Ethical considerations

Prior to conducting the interviews, written informed consent was obtained from persons with dementia or, if they were not capable from their informal caregivers. When informal caregivers signed the informed consent, the persons with dementia provided oral consent for their participation. We used pseudonyms to report the quotations of the participants.
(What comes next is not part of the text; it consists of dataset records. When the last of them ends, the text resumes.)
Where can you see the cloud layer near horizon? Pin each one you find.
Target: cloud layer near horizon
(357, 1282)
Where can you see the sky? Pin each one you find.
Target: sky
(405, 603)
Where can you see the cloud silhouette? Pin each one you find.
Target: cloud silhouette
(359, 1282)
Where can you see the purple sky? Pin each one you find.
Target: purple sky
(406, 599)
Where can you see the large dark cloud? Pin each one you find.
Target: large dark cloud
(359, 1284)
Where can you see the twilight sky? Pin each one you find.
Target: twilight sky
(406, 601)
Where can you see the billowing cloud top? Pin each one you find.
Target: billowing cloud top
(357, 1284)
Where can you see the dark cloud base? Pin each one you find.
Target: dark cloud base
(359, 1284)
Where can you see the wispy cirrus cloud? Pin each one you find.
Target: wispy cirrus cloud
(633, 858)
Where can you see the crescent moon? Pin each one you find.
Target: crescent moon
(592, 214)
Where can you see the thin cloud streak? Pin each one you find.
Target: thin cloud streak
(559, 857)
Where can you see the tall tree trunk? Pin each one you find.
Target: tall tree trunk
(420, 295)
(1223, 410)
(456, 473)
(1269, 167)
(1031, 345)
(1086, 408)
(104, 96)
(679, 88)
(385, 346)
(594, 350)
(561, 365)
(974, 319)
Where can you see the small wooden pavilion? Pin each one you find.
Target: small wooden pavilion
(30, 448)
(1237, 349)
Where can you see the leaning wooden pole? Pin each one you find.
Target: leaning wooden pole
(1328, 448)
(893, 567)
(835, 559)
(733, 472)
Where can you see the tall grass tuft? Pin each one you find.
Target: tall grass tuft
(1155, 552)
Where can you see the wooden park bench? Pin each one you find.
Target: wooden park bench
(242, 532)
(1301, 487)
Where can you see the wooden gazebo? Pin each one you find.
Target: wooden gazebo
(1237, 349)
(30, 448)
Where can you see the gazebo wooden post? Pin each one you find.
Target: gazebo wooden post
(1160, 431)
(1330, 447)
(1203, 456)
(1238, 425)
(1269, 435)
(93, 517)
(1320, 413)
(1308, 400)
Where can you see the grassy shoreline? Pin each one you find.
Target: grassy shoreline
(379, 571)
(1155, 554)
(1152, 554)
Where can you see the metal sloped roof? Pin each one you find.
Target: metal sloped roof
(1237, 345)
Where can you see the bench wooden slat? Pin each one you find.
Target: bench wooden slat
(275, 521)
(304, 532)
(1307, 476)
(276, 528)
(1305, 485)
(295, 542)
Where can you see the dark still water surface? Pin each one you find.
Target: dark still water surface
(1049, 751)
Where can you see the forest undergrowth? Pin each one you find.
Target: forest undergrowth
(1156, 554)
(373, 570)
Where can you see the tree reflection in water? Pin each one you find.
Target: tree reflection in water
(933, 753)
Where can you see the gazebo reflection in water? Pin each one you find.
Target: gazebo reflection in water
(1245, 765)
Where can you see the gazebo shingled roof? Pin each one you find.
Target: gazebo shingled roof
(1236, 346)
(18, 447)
This study adhered to the principles of the Declaration of Helsinki (WMA, Citation2013) and received confirmation from the Medical Ethics Committee Zuyderland that the Medical Research Involving Human Subject Acts did not apply (registration number METCZ20180085).

Results

Of the 22 candidates, four withdrew due to physical reasons, being overburdened or personal pursuits. The participants (N = 18) had a mean age of 82 years (range between 77-93) and 61% were men (). The majority lived at home (83%) and had informal caregivers (72%). The mean interview time was 53 min (SD = 19).

Table 2. Characteristics of persons with dementia (N = 18).

We identified the following four themes: 1) My perception of collaboration among HCPs (), 2) My needs in IPC (), 3) My coping strategies for a possible future move to the NH (), and 4) My preferences when a NH becomes my possible future home ().

Figure 2. Theme 1. My perception of collaboration among healthcare professionals. Abbreviations: HCPs = healthcare professionals.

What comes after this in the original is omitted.